La controversia fue escalando hasta convertirse en un intercambio público de declaraciones. Álvaro Uribe advirtió que el Centro Democrático no aceptará ser desplazado dentro de la coalición de gobierno y lanzó una frase que tuvo amplia repercusión política: “Si el tigre ruge contra nosotros, nos toca defendernos como las abejas”, en alusión al apodo con el que suele identificarse al presidente electo.

Más allá de la elección de la mesa directiva, el trasfondo de la disputa refleja una competencia por el liderazgo de la derecha colombiana. Mientras Uribe busca preservar el protagonismo del Centro Democrático como principal referente del sector, De la Espriella intenta consolidar una coalición propia que no dependa exclusivamente del uribismo y que incluya otras fuerzas políticas.

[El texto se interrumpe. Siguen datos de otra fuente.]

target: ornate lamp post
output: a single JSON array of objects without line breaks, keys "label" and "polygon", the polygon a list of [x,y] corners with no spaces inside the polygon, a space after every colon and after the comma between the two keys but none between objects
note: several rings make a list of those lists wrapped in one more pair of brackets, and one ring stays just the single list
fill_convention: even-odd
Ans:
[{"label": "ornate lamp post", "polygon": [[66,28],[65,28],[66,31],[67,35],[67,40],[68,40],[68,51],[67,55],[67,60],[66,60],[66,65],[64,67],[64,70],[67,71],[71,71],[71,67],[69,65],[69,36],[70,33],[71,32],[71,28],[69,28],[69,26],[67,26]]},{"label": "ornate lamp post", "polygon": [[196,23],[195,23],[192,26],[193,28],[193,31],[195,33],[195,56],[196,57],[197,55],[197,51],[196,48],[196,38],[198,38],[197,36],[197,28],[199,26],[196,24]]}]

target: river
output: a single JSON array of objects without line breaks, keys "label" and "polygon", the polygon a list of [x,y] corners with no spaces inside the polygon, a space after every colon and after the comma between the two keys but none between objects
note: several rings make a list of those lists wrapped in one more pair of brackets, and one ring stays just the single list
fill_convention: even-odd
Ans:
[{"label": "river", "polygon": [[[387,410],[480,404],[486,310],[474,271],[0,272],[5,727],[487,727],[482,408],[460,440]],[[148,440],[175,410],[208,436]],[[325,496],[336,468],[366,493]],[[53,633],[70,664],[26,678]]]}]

En ese escenario ha adquirido protagonismo Carlos Suárez, considerado uno de los principales estrategas políticos del presidente electo y uno de los encargados de las conversaciones con las diferentes bancadas del Congreso. Su nombre ha sido mencionado de manera reiterada por el uribismo como una de las figuras que más ha influido en la construcción de la estrategia parlamentaria del nuevo gobierno.

Uribe ha señalado directamente a Suárez de promover una reorganización del mapa político que reduciría la influencia del Centro Democrático dentro de la nueva administración. Según el expresidente, el asesor estaría impulsando acuerdos con otras colectividades para evitar que el uribismo concentre las principales posiciones de poder en el Congreso.

Las diferencias entre Uribe y Suárez no son nuevas. Incluso durante la campaña presidencial ya existían tensiones sobre el papel que desempeñaba el estratega dentro del movimiento de De la Espriella y sobre la manera en que se estaba estructurando el nuevo proyecto político alrededor de Defensores de la Patria. La disputa por la Presidencia del Senado terminó convirtiéndose en el primer escenario donde esas diferencias se hicieron completamente visibles.

Desde el gobierno electo, en cambio, se insiste en que la elección de Alfredo Deluque responde exclusivamente a criterios de gobernabilidad. Sus voceros sostienen que una coalición construida sobre varios partidos permitirá sacar adelante con mayor facilidad las reformas que impulsará la nueva administración, sin depender únicamente de una bancada específica.

Para varios analistas políticos, el pulso también anticipa un eventual reacomodo dentro de la derecha colombiana. La llegada de De la Espriella a la Casa de Nariño modifica el equilibrio que durante años mantuvo el Centro Democrático como principal fuerza de ese espectro ideológico, obligando a redefinir liderazgos y espacios de influencia tanto en el Gobierno como en el Congreso.

Aunque ninguna de las partes ha planteado una ruptura formal de la alianza, el episodio demuestra que la relación entre el nuevo presidente y el expresidente Uribe no estará exenta de tensiones. La elección de la Presidencia del Senado será una primera prueba sobre la capacidad del Gobierno para consolidar mayorías propias y sobre el margen de influencia que conservará el uribismo dentro del nuevo bloque oficialista.

El desenlace de esta disputa tendrá efectos que van más allá de la conformación de la mesa directiva del Congreso. También servirá para medir quién tiene hoy mayor capacidad de conducción política dentro de la derecha colombiana: el liderazgo histórico de Álvaro Uribe o el nuevo proyecto encabezado por Abelardo de la Espriella, en el que asesores como Carlos Suárez han asumido un papel determinante en la construcción de la estrategia parlamentaria.